More Americans than ever are seeking mental health treatment. The CDC reports that 19.2% of Americans have seen some type of mental health professional in the past 12 months.
While the growing number of people seeing a therapist can be great for job security of the profession, it also means that therapists have to deal with the issues that come with dealing with a growing number of patients. One of the biggest concerns is dealing with the risk of having a complaint filed against them.
It may be distressing to receive complaints as a counsellor but it’s important that they are addressed in the correct and appropriate manner. You need to be able to show your clients that you are professional, responsible, and trustworthy – if you do, not only will you inspire confidence with your response to complaints, but you’ll find that they become less likely to occur in the first place.
This article looks at how you can protect yourself and try to keep complaints to a minimum.
Ensure that you have insurance
Healthcare practitioners need to have malpractice insurance. Counsellors need to have a similar form of insurance.
Offering professional counselling services means that you are expected to provide suitable care and support to your clients. No matter how supportive you may be, some clients may not be completely satisfied with your service.
To help with these incidents, acquire counsellors’ insurance so that you are protected against complaints made against you. Learn to manage any risks within your workplace and give yourself peace of mind that you and your business are not left vulnerable.
Complaints about service
The most common complaint made against counsellors is that the patient is left dissatisfied with their experience. For example, the therapist may fail to make the patient aware of therapeutic processes and procedures or may mistakenly cause trauma to the client.
You can minimize this risk by proving that you are a great mental health professional. Ensure that you make clear notes throughout the appointment with your patient, keeping a thorough record of what you have discussed. Clearly describe the process and exactly how you work with the patient, to make them aware that you are fully complying with all requirements.
Breach of regulations
Try to consistently familiarise yourself with the rules and regulations that apply to you in your role as a counsellor, as some patients may complain if they feel that you have breached any of these conditions or perhaps have not met expectations.

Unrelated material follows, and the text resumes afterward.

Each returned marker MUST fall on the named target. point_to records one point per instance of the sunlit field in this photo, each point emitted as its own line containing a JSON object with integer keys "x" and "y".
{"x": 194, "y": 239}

Clear communication with your patients is vital to what you do and that extends to explaining your commitment to upholding professional standards.

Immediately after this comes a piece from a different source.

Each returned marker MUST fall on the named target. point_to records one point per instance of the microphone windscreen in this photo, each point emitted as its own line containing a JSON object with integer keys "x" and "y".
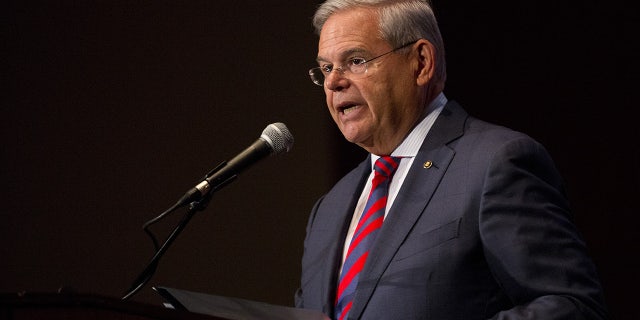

Follow the rules of the professional body for which you work and ensure that you are always fully complying with all standard procedures. Allow yourself to fully engage and communicate with your professional body and be aware of any sanctions that you have received from them.
Breach of confidentiality
Confidentiality is incredibly important to your patients, as it is their legal right to have their conversations with you protected.
Handling sensitive data and ensuring that any information on your patient remains confidential is crucial to the success of your counselling services and business. The smallest of mistakes with regards to privacy can be catastrophic and may cause you to lose your job.
Take extra precautions while conducting your counselling sessions, especially if you have multiple patients in one day. Stay aware of any involvement from external agencies, such as social services, so to not cross over any information that the client may not want to be disclosed.